Kuran, sünnet, icma ve kıyas dört temel delildir.
Bunlar delillerdir.
Hükümler ise içtihat ve icmalarla sabit olur. Dikkat edilirse icma hem delildir hem de hükümdür. İçtihat sadece hükümdür. Diğer üçü kitap, sünnet ve kıyas ise sadece delillerdir.
İnsanların çoğu kendisi içtihat yapmamaktadır. Hüküm olarak bir de tâbi olmalıdır, bilene tâbi olmalıdır. Biz içtihat yapamayız, eski müçtehitlerin içtihatları yeterlidir diyenler ne kadar hata yapmakta iseler; içtihada gerek yok, herkes istediği gibi Kur’an’ı anlasın ve amel etsin diyenler onlardan daha fazla hata yapmaktadırlar.
İçtihatsız Kur’an’la amel etme demek, Kur’an’ı araç olarak kullanıp kendi heva hevesiyle amel etme demektir. Kur’an’ın ne dediğini anlamak için ilme ihtiyaç vardır.

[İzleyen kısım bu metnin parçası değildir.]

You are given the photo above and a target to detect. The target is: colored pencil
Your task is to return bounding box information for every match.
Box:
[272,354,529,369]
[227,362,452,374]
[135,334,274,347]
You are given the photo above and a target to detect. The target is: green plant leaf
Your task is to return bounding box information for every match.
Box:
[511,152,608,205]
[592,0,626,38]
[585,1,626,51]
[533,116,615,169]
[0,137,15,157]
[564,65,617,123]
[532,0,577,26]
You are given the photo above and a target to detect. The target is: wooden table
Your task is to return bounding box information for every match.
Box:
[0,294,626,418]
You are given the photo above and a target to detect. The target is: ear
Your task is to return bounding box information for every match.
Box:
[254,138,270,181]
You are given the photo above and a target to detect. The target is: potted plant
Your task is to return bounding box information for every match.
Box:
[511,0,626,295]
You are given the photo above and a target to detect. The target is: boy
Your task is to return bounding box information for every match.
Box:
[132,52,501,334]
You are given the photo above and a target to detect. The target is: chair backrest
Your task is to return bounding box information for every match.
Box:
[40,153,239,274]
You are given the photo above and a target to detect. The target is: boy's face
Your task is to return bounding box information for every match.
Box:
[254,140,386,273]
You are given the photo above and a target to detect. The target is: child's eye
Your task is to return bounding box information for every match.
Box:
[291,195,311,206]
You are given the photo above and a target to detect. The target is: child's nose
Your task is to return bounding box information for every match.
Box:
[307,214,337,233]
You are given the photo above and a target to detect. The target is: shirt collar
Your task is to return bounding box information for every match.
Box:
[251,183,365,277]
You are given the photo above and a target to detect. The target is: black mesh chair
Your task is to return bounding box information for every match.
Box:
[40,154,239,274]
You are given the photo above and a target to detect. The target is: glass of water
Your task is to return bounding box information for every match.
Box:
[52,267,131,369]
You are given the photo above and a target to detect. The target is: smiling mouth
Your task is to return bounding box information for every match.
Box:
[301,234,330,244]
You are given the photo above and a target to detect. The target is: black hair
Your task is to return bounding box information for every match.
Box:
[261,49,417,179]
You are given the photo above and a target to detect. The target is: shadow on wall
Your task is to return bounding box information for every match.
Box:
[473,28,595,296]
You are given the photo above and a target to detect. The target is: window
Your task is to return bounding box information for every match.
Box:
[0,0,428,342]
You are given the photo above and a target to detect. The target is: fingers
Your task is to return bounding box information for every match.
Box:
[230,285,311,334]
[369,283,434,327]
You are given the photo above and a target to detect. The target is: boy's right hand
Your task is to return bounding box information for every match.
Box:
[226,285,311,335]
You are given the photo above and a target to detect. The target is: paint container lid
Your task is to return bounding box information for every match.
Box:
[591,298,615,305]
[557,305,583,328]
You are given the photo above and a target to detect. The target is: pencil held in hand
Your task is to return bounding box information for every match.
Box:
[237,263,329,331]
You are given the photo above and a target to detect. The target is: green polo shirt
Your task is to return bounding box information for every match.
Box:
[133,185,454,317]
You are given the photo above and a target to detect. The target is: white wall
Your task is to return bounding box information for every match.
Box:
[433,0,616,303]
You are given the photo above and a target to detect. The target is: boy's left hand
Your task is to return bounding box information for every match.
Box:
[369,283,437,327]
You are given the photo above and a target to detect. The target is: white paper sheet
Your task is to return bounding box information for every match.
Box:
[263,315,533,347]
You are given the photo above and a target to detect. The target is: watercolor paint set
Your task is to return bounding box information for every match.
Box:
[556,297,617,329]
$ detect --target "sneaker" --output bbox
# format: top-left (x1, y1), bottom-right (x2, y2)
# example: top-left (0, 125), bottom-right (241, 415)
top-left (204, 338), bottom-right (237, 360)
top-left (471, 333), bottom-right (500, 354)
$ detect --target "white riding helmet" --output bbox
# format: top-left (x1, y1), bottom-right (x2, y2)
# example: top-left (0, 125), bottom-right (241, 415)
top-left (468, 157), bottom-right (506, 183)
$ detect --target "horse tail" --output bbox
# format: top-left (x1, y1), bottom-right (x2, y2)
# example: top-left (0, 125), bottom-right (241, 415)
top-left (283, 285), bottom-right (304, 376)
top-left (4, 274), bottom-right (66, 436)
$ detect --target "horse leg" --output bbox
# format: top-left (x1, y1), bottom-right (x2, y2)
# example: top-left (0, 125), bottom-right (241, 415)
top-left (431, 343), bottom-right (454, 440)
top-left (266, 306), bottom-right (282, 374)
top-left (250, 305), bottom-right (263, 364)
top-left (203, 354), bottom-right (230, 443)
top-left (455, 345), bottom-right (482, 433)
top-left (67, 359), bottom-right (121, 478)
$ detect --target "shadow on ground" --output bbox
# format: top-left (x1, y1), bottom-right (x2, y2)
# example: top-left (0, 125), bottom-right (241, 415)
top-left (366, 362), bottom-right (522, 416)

Bir taraftan Kur’an ilimlerini bilmeye ihtiyaç vardır. Bunlar naklî delillerdir. Kur’an’da domuz eti haram edilmiştir. Bunun haramlığını öğrenmemiz için Kur’an Arapçasını bilmemiz gerekir. Hınzırın lahmı diyor, oysa hamr doğrudan haram edilmiştir diyor. Bir yerde ictinab edin diyor, diğer yerde hazer edin diyor, diğer yerde intiha edin diyor. Bunlar arasındaki farkları ancak derin Arapça ilimlerine vakıf isek seçebiliriz.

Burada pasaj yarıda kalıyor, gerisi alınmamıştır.